Eight — Unhinged: Lowry also slipped into old habits, as his composure was completely gone in the second half. Sure, there were frustrations with how the game was being officiated, and it didn’t help that the Raptors kept missing shots, but Lowry cannot become distracted in his role as the leader. Lowry became erratic, was playing more to the whistle than he was to the game itself, and the Raptors never win when that happens. It’s hard to reign him in, especially since that competitive fire is what got Lowry this far, but now that Leonard’s zen isn’t there to calm the group, it’s really up to Lowry to maintain his composure.
Nine — Missing: Norman Powell and Marc Gasol were both sorely missed on a night like this. For Powell, it’s the ability to play in transition and the athleticism to attack the basket that could have served as an alternative to Lowry and VanVleet. For Gasol, it’s the defensive boxouts and the shooting and playmaking that he would have provided in place of Ibaka. Hopefully, they are ready for when the Raptors play a double-header against the Bucks in March.

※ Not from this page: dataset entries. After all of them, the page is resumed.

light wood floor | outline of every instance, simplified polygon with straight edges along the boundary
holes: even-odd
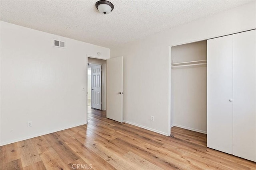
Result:
[[[207,148],[205,135],[174,127],[166,137],[89,112],[87,125],[0,147],[0,169],[256,169]]]

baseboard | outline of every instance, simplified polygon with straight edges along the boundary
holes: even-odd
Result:
[[[87,123],[81,123],[75,125],[73,125],[72,126],[69,126],[66,127],[63,127],[62,128],[58,129],[57,129],[54,130],[52,131],[48,131],[46,132],[44,132],[42,133],[38,133],[36,135],[33,135],[29,136],[28,137],[23,137],[21,138],[19,138],[18,139],[16,139],[15,140],[13,140],[12,141],[8,141],[7,142],[3,142],[0,143],[0,146],[5,145],[6,145],[10,144],[12,143],[14,143],[15,142],[19,142],[20,141],[24,141],[24,140],[29,139],[31,138],[34,138],[34,137],[38,137],[40,136],[44,135],[45,135],[49,134],[50,133],[53,133],[54,132],[58,132],[60,131],[63,131],[63,130],[67,129],[69,128],[72,128],[72,127],[76,127],[77,126],[81,126],[81,125],[84,125],[86,124]]]
[[[146,127],[146,126],[142,126],[142,125],[138,125],[138,124],[134,123],[132,122],[130,122],[128,121],[126,121],[125,120],[123,120],[123,122],[126,123],[130,124],[130,125],[134,125],[134,126],[138,126],[138,127],[141,127],[142,128],[148,130],[150,131],[152,131],[152,132],[156,132],[160,134],[161,135],[163,135],[165,136],[169,136],[168,133],[166,133],[164,132],[162,132],[162,131],[158,131],[157,130],[154,129],[153,129],[150,128],[150,127]]]
[[[174,126],[176,126],[176,127],[180,127],[181,128],[185,129],[188,129],[188,130],[190,130],[192,131],[194,131],[195,132],[199,132],[200,133],[204,133],[205,134],[207,134],[207,132],[206,132],[206,131],[202,131],[201,130],[199,130],[199,129],[196,129],[192,128],[191,127],[187,127],[186,126],[184,126],[181,125],[177,125],[176,124],[174,124],[172,125],[173,126],[171,127],[172,127]]]

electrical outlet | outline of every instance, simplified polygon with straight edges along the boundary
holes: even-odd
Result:
[[[31,127],[32,126],[32,121],[29,121],[28,122],[28,127]]]

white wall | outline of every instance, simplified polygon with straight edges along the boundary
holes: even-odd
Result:
[[[87,123],[87,55],[108,49],[0,21],[0,145]],[[53,47],[53,39],[65,41]],[[32,121],[28,127],[28,121]]]
[[[255,28],[254,1],[111,49],[124,57],[124,120],[168,135],[169,47]]]
[[[173,63],[207,59],[207,42],[172,47]],[[172,69],[171,114],[173,125],[206,133],[207,69],[204,67]]]

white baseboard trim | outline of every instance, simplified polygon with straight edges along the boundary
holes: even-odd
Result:
[[[81,126],[81,125],[86,125],[87,124],[87,123],[79,123],[75,125],[72,125],[71,126],[67,126],[65,127],[63,127],[61,128],[53,130],[52,131],[48,131],[46,132],[43,132],[42,133],[38,133],[36,135],[34,135],[31,136],[29,136],[27,137],[22,137],[21,138],[17,139],[16,139],[13,140],[12,141],[8,141],[7,142],[2,142],[0,143],[0,146],[5,145],[6,145],[10,144],[15,142],[19,142],[20,141],[24,141],[24,140],[29,139],[31,138],[34,138],[34,137],[38,137],[40,136],[44,135],[45,135],[49,134],[50,133],[53,133],[54,132],[58,132],[58,131],[63,131],[63,130],[67,129],[68,129],[71,128],[72,127],[76,127],[77,126]]]
[[[164,132],[162,132],[162,131],[158,131],[157,130],[154,129],[152,129],[150,127],[146,127],[146,126],[142,126],[140,125],[138,125],[138,124],[134,123],[132,122],[130,122],[129,121],[126,121],[124,120],[123,120],[123,122],[126,123],[130,124],[130,125],[134,125],[134,126],[141,127],[142,128],[148,130],[149,131],[152,131],[152,132],[156,132],[158,133],[160,133],[161,135],[164,135],[167,136],[169,136],[169,135],[168,135],[168,133],[166,133]]]
[[[177,125],[176,124],[174,124],[173,125],[172,127],[174,126],[176,126],[178,127],[180,127],[181,128],[185,129],[190,130],[190,131],[194,131],[195,132],[199,132],[200,133],[204,133],[205,134],[207,134],[207,132],[206,131],[202,131],[202,130],[197,129],[196,129],[192,128],[191,127],[187,127],[186,126],[182,126],[181,125]]]

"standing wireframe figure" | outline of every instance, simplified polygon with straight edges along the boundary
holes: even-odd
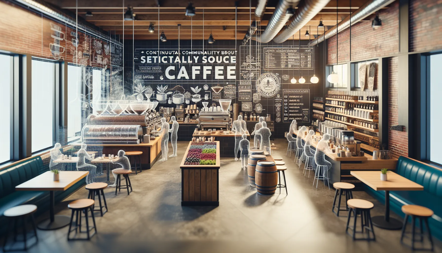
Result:
[[[165,118],[161,118],[161,154],[163,158],[158,160],[159,162],[167,160],[167,155],[169,152],[169,123],[166,122]]]
[[[248,159],[250,142],[247,140],[247,135],[243,134],[243,139],[240,141],[240,150],[241,154],[241,168],[244,170],[247,167]]]
[[[118,154],[117,155],[118,156],[117,159],[115,160],[113,159],[110,160],[111,163],[119,164],[122,166],[122,167],[114,169],[112,170],[112,174],[114,175],[114,177],[115,178],[115,182],[114,182],[113,184],[110,186],[115,187],[117,186],[117,176],[114,172],[115,171],[121,170],[122,168],[126,171],[130,171],[131,170],[130,162],[129,161],[129,159],[127,158],[127,156],[125,156],[126,154],[126,152],[124,150],[118,150]]]
[[[235,133],[235,160],[237,161],[238,151],[240,149],[240,141],[242,139],[243,133],[246,133],[247,128],[246,122],[243,120],[243,117],[238,116],[238,119],[232,124],[232,131]]]
[[[49,162],[50,170],[58,170],[59,171],[65,170],[65,163],[62,163],[54,162],[54,161],[55,160],[57,160],[58,158],[61,158],[65,156],[65,155],[61,153],[61,152],[60,151],[60,149],[61,148],[61,145],[60,145],[60,143],[56,143],[55,145],[54,145],[53,148],[52,149],[51,149],[51,161]]]
[[[270,132],[270,129],[267,127],[267,123],[266,123],[266,121],[263,121],[263,127],[257,131],[255,134],[261,136],[259,149],[263,151],[267,151],[270,154],[271,154],[271,149],[270,148],[270,136],[272,135],[272,133]]]
[[[87,184],[94,183],[95,178],[96,177],[97,166],[86,163],[86,160],[91,161],[95,156],[94,155],[89,155],[86,150],[88,146],[85,143],[81,144],[81,148],[77,152],[78,156],[78,161],[77,162],[77,170],[87,171],[89,174],[86,177]]]
[[[179,125],[176,121],[175,116],[172,116],[172,128],[169,131],[172,133],[170,135],[170,142],[172,144],[172,148],[173,149],[173,154],[169,156],[169,157],[176,156],[176,140],[178,139],[178,127]]]
[[[263,121],[264,121],[264,117],[259,117],[259,122],[258,122],[255,125],[255,130],[253,132],[251,132],[250,135],[253,135],[256,132],[256,131],[259,130],[261,128],[263,127]],[[261,136],[260,135],[255,135],[255,137],[253,137],[253,147],[256,147],[259,145],[260,142],[261,141]]]

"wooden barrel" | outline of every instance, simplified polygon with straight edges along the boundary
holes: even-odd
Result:
[[[255,169],[258,161],[265,160],[266,156],[262,155],[252,155],[249,157],[247,163],[247,175],[250,185],[255,187]]]
[[[264,195],[274,194],[278,184],[278,171],[274,162],[260,160],[255,170],[255,187],[258,193]]]

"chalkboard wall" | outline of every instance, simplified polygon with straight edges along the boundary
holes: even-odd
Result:
[[[210,105],[212,100],[219,98],[231,98],[232,104],[239,104],[240,112],[249,114],[250,111],[241,109],[248,111],[251,107],[255,112],[255,109],[259,111],[262,107],[259,114],[271,114],[275,122],[275,137],[284,136],[294,117],[298,125],[309,125],[314,119],[311,117],[312,101],[314,97],[324,94],[322,45],[309,48],[308,41],[301,40],[300,45],[297,40],[281,44],[271,42],[258,44],[252,41],[251,46],[246,46],[241,43],[217,40],[210,44],[206,40],[181,40],[179,50],[177,40],[160,42],[159,63],[158,40],[126,40],[125,86],[140,83],[149,85],[156,91],[157,86],[167,85],[171,88],[179,85],[192,95],[194,93],[191,88],[198,86],[201,88],[198,93],[202,97],[206,93],[209,97],[198,103],[200,107],[201,102],[208,101]],[[320,79],[317,84],[310,83],[314,74]],[[302,84],[298,82],[301,75],[305,79]],[[295,84],[290,82],[293,77],[297,80]],[[208,86],[207,90],[204,90],[205,84]],[[219,94],[214,93],[211,87],[218,86],[223,87],[223,90]],[[257,108],[258,104],[261,105]]]

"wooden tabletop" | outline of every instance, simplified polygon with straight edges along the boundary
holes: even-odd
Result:
[[[60,180],[46,171],[15,187],[17,191],[65,191],[89,174],[89,171],[60,171]]]
[[[350,174],[375,191],[423,191],[423,187],[392,171],[387,172],[387,181],[381,180],[381,171],[352,171]]]

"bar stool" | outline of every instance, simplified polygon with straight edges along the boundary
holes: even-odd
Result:
[[[407,234],[410,232],[405,232],[405,229],[407,227],[407,223],[408,222],[408,216],[411,216],[412,217],[412,249],[413,250],[430,250],[431,251],[433,250],[433,239],[431,238],[431,232],[430,230],[430,226],[428,226],[428,218],[431,217],[432,215],[434,214],[434,212],[432,210],[429,208],[427,208],[424,206],[417,206],[416,205],[407,205],[405,206],[402,206],[401,208],[402,212],[405,214],[405,217],[404,218],[404,225],[402,226],[402,233],[400,235],[400,242],[401,243],[403,243],[403,239],[404,239],[404,234],[407,233]],[[427,227],[427,230],[428,234],[428,239],[430,240],[430,242],[431,245],[431,249],[426,249],[424,248],[422,248],[420,249],[416,249],[415,248],[414,243],[415,241],[415,221],[416,218],[419,219],[419,221],[420,222],[420,229],[419,230],[419,236],[420,237],[420,241],[421,242],[423,242],[423,226],[422,221],[425,223],[425,226]]]
[[[348,183],[338,182],[334,183],[333,187],[336,189],[336,192],[335,193],[335,199],[333,201],[333,207],[332,207],[332,211],[336,214],[336,216],[339,216],[339,211],[348,211],[347,201],[349,199],[353,198],[353,194],[351,190],[354,188],[354,185]],[[343,195],[345,196],[345,209],[341,209],[341,197]],[[338,195],[339,196],[339,199],[338,201],[338,205],[335,206],[336,199]],[[338,208],[338,210],[336,212],[335,211],[335,208]]]
[[[8,225],[6,230],[6,236],[4,238],[4,242],[3,244],[3,252],[5,252],[6,251],[17,251],[17,250],[27,250],[28,247],[27,245],[27,232],[26,231],[26,220],[27,218],[29,219],[29,217],[30,217],[31,218],[31,224],[32,225],[32,228],[34,230],[34,235],[31,235],[29,238],[32,238],[33,236],[35,237],[35,242],[31,245],[31,246],[34,246],[38,241],[38,237],[37,236],[37,230],[35,229],[35,221],[34,218],[34,213],[37,211],[37,206],[35,205],[22,205],[21,206],[14,206],[13,207],[11,207],[5,210],[4,212],[3,213],[3,215],[7,217],[10,217],[9,220],[9,222],[8,222]],[[15,242],[17,242],[17,226],[18,222],[19,219],[21,219],[22,223],[23,223],[23,243],[24,244],[24,246],[23,249],[12,249],[11,248],[11,246],[15,244]],[[12,243],[12,245],[10,246],[9,249],[6,249],[6,244],[8,242],[8,234],[9,230],[11,228],[11,223],[12,223],[12,221],[14,221],[14,242]]]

Ten — Flaws: Having said all this, there are still ways for the Raptors to beat the Bucks. For one, Antetokounmpo still hasn’t mastered the jumper to a degree where it changes the calculus of how to guard him. Two, Khris Middleton remains a lights-out shooter who can’t really dribble, and there are ways to keep him in check with a pesky guard like Lowry or VanVleet. The wild card is still Eric Bledsoe, who played well tonight but is ultimately someone with a track record of capitulation in the playoffs. The Bucks are the clear favourite over every team in the East, but there are ways to get to them, and the Raptors are as equipped as anybody to deny them of the Finals.